Categories
Poverty

Aid reliance in Uganda

budget-cutsWhile Kenya’s government has a range of revenue streams enabling it to cover basic governmental functions without significantly relying on foreign aid, Uganda’s revenue sources are more limited, and aid makes up around 25% of the country’s budget. Thus the cuts to aid imposed by foreign donors following the recent embezzlement of funds in the office of prime minister are likely to cause significant cash flow difficulties.

The amount of funds collected by the Ugandan government in taxes is only 13% of Uganda’s GDP, the lowest revenue as a percentage of GDP in the region. Oil was discovered in Uganda a few years ago, and it is expected to bring in significant revenue, but commercial production is still some years away. Accordingly, the stopping of foreign aid is likely to lead to retrenchment of government employees, delays to infrastructure projects, and reductions in government services.

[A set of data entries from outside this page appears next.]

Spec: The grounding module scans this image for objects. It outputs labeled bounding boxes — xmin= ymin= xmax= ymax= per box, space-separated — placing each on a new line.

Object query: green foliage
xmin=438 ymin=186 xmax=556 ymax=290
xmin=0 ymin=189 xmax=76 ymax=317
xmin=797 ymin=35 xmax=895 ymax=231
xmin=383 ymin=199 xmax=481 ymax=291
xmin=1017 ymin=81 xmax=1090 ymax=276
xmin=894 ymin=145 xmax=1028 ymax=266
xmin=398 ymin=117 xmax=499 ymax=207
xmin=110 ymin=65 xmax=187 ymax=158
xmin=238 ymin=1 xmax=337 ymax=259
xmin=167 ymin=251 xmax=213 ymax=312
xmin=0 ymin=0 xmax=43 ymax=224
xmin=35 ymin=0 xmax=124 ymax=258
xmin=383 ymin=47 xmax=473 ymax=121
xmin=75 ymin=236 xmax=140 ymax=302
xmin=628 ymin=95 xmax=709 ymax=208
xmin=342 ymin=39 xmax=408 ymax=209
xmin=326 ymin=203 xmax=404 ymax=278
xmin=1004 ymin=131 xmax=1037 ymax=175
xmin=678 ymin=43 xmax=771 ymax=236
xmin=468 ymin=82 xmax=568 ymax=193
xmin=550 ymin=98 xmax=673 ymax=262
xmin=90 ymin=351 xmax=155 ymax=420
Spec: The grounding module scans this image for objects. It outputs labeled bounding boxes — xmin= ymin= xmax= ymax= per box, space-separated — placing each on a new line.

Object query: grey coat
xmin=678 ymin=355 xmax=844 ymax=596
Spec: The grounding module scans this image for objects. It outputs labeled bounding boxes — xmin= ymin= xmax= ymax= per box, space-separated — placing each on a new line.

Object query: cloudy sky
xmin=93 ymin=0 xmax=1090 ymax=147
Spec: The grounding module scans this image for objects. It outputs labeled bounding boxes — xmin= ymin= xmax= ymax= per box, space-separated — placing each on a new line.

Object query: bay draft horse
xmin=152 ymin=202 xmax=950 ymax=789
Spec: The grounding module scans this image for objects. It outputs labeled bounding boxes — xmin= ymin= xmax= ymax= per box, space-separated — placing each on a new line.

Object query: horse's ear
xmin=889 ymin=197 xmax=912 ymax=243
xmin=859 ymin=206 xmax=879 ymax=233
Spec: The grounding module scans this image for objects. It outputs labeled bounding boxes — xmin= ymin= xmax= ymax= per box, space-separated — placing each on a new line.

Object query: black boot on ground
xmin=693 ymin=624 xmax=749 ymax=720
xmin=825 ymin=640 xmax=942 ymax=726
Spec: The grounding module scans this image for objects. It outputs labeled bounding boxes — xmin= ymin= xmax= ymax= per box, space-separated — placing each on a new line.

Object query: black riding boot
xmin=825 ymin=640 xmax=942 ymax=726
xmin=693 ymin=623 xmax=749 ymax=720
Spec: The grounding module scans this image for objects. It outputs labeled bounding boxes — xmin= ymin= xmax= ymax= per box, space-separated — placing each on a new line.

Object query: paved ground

Recent events have highlighted the differences between the US and the UK in delivering aid. The UK prefers to give budget support, as in theory that helps the government to build institutional capacity, but it increases the opportunities for embezzlement. The US prefers to give direct support to projects, reducing the potential for embezzlement but also arguably creating long-term dependence as the recipient country does not get the opportunity to develop its own institutions.